Standing out in a crowd is nigh impossible in today’s music landscape. Not only is music-making more accessible but the competition is wider too. For Malvern-based alternative electronica duo Nexus Xiii, this means you aren’t just being judged by people in your local pub. You are exposed to a literal ‘band camp’ with your little tent fighting for recognition.
Nexus Xiii have achieved something quite rare in this landscape; to be different from everyone else. The formula starts with the influence of psychedelia and sci-fi, add the retro goth pop of Stranglers, REM, Psychedelic Furs, The Cure and Depeche Mode, then apply a narrative of connection and remorse.
The Haunted World, deals with life’s modern issues and calls upon memories of better days. To be clear, this isn’t a political album, but it describes the frustration of living in a negative era of capitalism, global warming and the rise of the far right, resonating well with the dystopian 80s sound.
The duo consists of welsh-born Clyde Martin on bass, guitar, synths and vocalist Jai Hill, known as poet and writer ‘The Bard of Malvern’ and also for fronting various rock and blues bands like Black Hill and Subterranean Fire. Jai currently lives in Istanbul, Turkey but touches base with Worcestershire via social media and regular visits home.
Over the last two years, Martin and Jai have been sending music files across the water to perfect their sound. There are 8 songs, which go from rousing and foot-stomping to moody and ethereal.
The opener After Hours kicks straight into the anthemic, perhaps from the flim ‘Pretty in Pink.’ It discusses a plastic world, where madness, war, and climate change are causing the narrator to lose his mind. It works well and merits being the tone-setting track.
Next up, All These Years sets a more emotionally intense tone. It’s about the importance of brotherhood and helping people through hard times. The groove is more fist in the air, with Jan Hammer style synths, and deeper guitar riffs reminiscent of The Dammed. Other standouts include the ‘love song with pathos’ Always For You, the dystopian Doubts and Fears or the more chilled Unseen.

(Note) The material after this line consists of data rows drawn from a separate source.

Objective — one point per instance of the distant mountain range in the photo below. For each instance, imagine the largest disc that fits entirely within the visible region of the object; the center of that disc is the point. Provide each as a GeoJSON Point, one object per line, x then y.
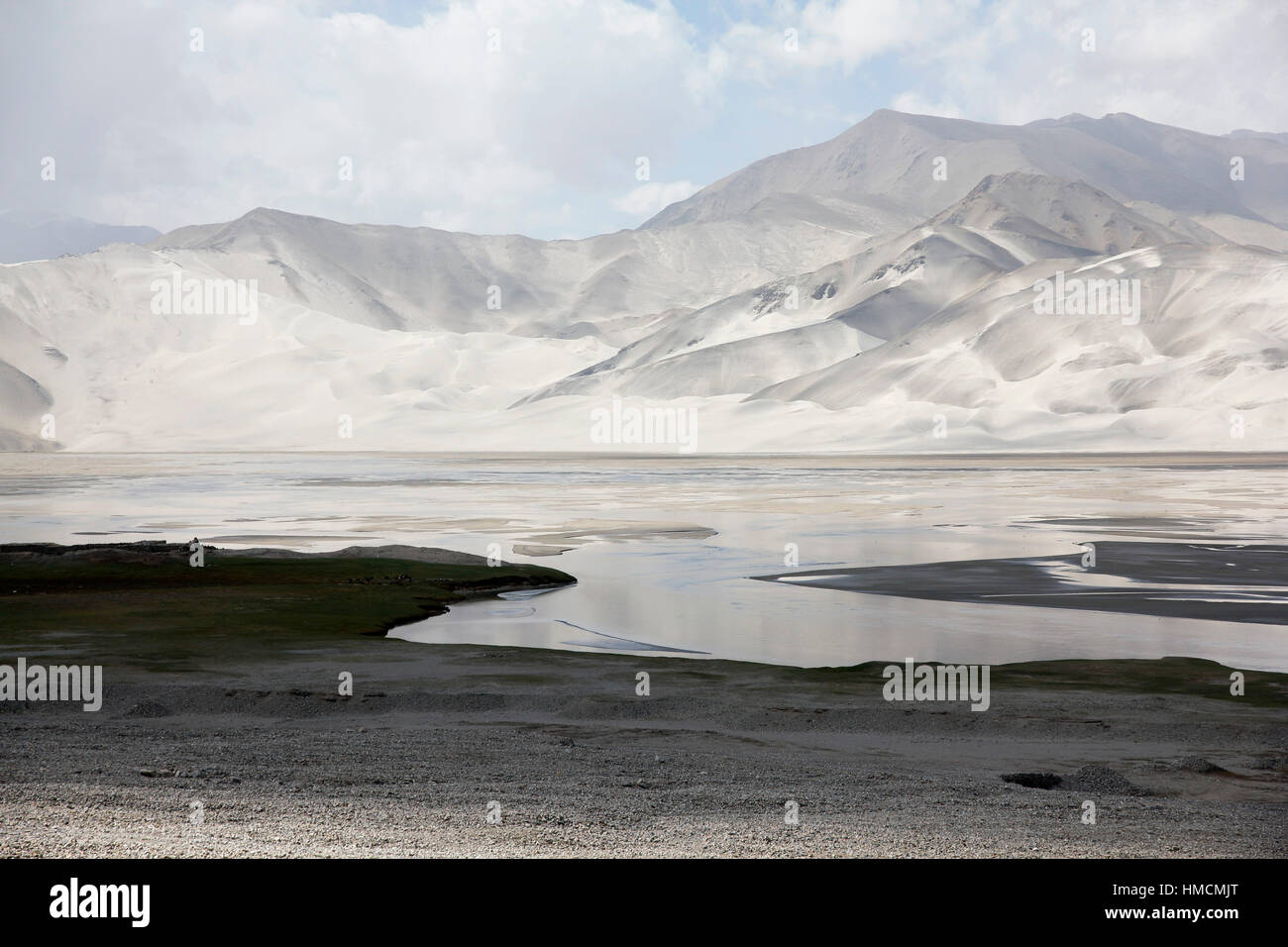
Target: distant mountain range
{"type": "Point", "coordinates": [881, 291]}
{"type": "Point", "coordinates": [46, 236]}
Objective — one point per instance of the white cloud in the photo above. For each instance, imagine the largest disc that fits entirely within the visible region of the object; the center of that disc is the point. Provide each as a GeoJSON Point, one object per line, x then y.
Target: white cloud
{"type": "Point", "coordinates": [544, 134]}
{"type": "Point", "coordinates": [649, 198]}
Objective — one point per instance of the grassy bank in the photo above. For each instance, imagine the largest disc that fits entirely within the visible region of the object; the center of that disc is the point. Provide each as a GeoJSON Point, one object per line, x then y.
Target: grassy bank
{"type": "Point", "coordinates": [145, 604]}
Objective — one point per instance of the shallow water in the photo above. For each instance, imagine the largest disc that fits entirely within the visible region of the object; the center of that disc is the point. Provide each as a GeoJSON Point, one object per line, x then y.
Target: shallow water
{"type": "Point", "coordinates": [649, 582]}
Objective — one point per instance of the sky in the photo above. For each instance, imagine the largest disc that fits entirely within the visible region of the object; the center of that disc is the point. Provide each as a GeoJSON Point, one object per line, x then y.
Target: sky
{"type": "Point", "coordinates": [559, 118]}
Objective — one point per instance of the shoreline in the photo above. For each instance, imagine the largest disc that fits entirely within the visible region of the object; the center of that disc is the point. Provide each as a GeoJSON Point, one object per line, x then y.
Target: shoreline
{"type": "Point", "coordinates": [584, 766]}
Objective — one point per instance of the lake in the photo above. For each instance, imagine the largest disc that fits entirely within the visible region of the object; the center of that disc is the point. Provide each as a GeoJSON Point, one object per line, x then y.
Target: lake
{"type": "Point", "coordinates": [664, 547]}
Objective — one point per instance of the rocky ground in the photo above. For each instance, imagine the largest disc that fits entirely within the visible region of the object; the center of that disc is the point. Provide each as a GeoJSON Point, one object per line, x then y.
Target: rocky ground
{"type": "Point", "coordinates": [269, 761]}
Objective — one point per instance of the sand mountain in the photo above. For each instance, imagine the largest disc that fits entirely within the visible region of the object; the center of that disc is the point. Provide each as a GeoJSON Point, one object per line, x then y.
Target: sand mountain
{"type": "Point", "coordinates": [832, 298]}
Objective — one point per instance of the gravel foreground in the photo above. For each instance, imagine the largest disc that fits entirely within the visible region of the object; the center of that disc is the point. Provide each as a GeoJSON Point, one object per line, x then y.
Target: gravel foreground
{"type": "Point", "coordinates": [271, 762]}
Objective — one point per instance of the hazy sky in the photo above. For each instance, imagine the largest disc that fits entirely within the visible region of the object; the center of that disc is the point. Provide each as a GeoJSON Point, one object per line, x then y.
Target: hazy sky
{"type": "Point", "coordinates": [529, 118]}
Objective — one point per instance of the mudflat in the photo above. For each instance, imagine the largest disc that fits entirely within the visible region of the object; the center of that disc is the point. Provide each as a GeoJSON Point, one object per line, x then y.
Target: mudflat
{"type": "Point", "coordinates": [268, 759]}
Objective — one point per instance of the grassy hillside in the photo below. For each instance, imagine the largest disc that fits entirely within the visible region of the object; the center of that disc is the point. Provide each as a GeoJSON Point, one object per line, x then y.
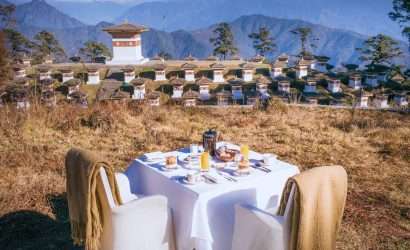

Collectively the songs are as deep as they are intellectual, the music is as well constructed as it is genre-nodding. Regrettably, there are a few moments where the professional musicality drops, perhaps a line where the vocals aren’t clear, or a mismatched beat here and there. It’s a shame, but in many ways no different to how tunes sounded back in the day – part of the charm.
So this album definitely cuts deeper than a lot of the material we review in SLAP. It’s a credit to Clyde Martin’s skill that you can so easily name-check the 80s and 90s bands that influence Nexus Xiii, but to add a such a contemporary narrative is genius. The Haunted World transports you back to shoegaze guitar and pumping synths without allowing you to get too comfortable. The post-modern lyrics and the distinct talents of Martin and Hill bring a clandestine speaker-ripping energy to the sticky subterranean 80s dancefloor. Definitely a standout band.